The threat of far-right political terrorism, for one, is a growing concern in North America and Western Europe, according to the findings. While the United Kingdom, Spain, Finland, Sweden, and Austria were the only countries to experience increases in deaths from terrorism in Western Europe, both Canada and the U.S. experienced increases in total deaths in North America.
Far-right groups and individuals caused 66 deaths and launched 127 attacks in the regions between 2013 and 2017. The majority of attacks, according to the findings, were carried out by lone actors with far-right, white nationalist or anti-Muslim beliefs.

If one wanted to follow Trump’s rationale, they’d ban immigration from the countries identified above. But that would be insane, you say, because it ignores the scourge of domestic terrorism and casts suspicion on millions of innocent people. Precisely.

Trump has at his disposal a right-wing media that trumpets his themes and echoes his baseless accusations. The alt-right and white nationalists fill social media with the same blind hatred. Ordinary MAGA fans listen to Trump’s venom again and again.
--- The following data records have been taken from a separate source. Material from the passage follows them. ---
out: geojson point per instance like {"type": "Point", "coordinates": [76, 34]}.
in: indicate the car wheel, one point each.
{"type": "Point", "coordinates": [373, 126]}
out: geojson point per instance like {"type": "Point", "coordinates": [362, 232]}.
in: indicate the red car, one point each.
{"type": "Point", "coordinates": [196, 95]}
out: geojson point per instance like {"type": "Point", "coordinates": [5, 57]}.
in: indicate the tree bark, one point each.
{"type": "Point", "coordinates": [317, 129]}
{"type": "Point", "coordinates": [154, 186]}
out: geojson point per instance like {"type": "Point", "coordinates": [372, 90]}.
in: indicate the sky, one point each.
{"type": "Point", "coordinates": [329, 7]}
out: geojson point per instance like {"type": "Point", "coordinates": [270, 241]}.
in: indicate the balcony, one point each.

In this cauldron of Islamophobia, racism and xenophobia, we have seen a sizable increase — 17 percent in 2017 — in hate crimes in the United States. What did we expect would happen?

Did Trump “cause” the mosque killing? No. The murderer(s) are responsible for the deaths of innocents, for the assault on religious freedom, for an act of unimaginable evil. Does Trump contribute to the broader problem, amplifying rather than discouraging (as Bush did) Islamophobia? Yes. Does Trump give legitimacy to “replacement” ideology by creating a moral equivalence between its proponents and anti-Nazi protesters? Yes. Does he prefer to fuel fear of Muslims at the expense of taking serious and sustained effort against right-wing terrorism? Absolutely.

Bush put it best: “Those who feel like they can intimidate our fellow citizens to take out their anger don’t represent the best of America, they represent the worst of humankind, and they should be ashamed of that kind of behavior.” He never conceived that such a person would occupy the Oval Office.